Ein weiterer wichtiger Punkt: die Absicherung des freien Willens, von dem man nicht vorschnell ausgehen dürfe – ein schwieriges Terrain.
„Sogar der Verfassungsgerichtshof spricht davon, dass es unzweifelhaft feststehen muss, dass es eine freie und selbstbestimmte Entscheidung ist. Und da gilt es aus der Erfahrung der Psychiatrie, Psychologie, und Psychotherapie ganz genau hinzuschauen und längere Gespräche zu führen. Da darf man wirklich nicht glauben, dass das in 20 Tagen erkannt werden kann.
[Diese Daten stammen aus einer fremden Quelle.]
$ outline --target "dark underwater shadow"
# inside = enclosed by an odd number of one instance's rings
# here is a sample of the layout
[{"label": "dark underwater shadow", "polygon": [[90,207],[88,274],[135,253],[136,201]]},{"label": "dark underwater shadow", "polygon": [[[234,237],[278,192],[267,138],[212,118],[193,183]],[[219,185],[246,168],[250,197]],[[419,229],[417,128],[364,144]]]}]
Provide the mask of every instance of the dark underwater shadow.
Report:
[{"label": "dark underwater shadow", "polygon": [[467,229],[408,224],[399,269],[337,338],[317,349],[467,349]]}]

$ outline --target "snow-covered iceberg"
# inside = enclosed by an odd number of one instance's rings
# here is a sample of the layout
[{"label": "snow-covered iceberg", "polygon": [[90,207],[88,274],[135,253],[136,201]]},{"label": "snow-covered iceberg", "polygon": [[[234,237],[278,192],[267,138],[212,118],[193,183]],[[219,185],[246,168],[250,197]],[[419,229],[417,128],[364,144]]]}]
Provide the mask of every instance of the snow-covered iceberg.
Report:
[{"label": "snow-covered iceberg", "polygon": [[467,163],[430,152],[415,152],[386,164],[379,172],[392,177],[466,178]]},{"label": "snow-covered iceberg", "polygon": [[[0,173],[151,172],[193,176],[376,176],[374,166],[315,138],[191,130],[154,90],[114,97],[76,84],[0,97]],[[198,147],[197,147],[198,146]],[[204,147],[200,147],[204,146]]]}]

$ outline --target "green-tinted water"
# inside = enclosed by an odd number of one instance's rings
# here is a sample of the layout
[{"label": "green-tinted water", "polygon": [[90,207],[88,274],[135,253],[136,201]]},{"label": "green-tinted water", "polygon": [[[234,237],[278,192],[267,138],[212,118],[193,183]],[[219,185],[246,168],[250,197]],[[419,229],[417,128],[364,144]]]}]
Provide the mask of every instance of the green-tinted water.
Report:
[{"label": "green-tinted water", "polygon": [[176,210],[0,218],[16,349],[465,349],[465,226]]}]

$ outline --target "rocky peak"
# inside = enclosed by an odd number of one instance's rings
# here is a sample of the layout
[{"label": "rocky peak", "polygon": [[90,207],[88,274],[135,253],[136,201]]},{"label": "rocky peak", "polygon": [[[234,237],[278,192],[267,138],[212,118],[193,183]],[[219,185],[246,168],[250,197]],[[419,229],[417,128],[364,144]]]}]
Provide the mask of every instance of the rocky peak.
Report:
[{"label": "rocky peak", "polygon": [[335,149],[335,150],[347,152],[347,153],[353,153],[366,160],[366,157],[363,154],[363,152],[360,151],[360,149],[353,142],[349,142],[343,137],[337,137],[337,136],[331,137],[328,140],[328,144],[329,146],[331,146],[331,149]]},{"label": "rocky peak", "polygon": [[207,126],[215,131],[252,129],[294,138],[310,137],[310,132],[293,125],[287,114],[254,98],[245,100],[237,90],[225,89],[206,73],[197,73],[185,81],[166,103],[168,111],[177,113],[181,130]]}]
Und zuallerletzt, was besonders wichtig ist, um den Geist der Palliativmedizin und Hospizversorgung aufrechtzuerhalten: Niemand darf zu einer Mitwirkung gedrängt werden, weder indirekt noch direkt und damit meine ich keine Individuen aber auch keine organisatorische Einheit wie ein Träger eines Hospizes oder eines Pflegeheimes oder Krankenhauses.“
An diesem Freitag endeten die Beratungen des Dialogforums, die in Form von sorgfältig aufbereiteten Protokollen den Entscheidungsträgern in der Politik übermittelt werden sollen. Doch auch diejenigen Individuen oder Institutionen, die nicht explizit zu einer Teilnahme an dem Forum eingeladen waren, haben die Möglichkeit dem Justizministerium noch bis zum 5. Mai Stellungnahmen in der Angelegenheit zukommen zu lassen, betont die Expertin. Ob ein Gesetzesentwurf – wie angekündigt – bereits bis zum Sommer vorliegen werde, sei allerdings zweifehlhaft. Fest steht: Ohne ein neues Gesetz würde in Fragen der Suizidbeihilfe ab 1.1.2022 ein rechtliches Vakuum herrschen.
Hintergrund
Bereits vor dem VfGH-Spruch hatten Vertreter von Religionsgemeinschaften, etwa die katholische Bischofskonferenz, vor einem „Dammbruch“ im Fall einer Lockerung der Gesetzeslage gewarnt. Befürchtet wird u.a., dass dadurch Druck auf unheilbar kranke oder pflegebedürftige Menschen sowie auf bestimmte Berufsgruppen entsteht oder Suizidprävention abgeschwächt wird. Man werde ein Gesetz, das Hilfe zum Suizid unterstützt, nie gutheißen, stellte der in der Bischofskonferenz für den Bereich zuständige Innsbrucker Bischof Hermann Glettler klar. Die Kirche beteilige sich dennoch am Dialogforum, da man verhindern wolle, dass es bei einer neuen Gesetzeslage zu Missbrauch kommen könnte.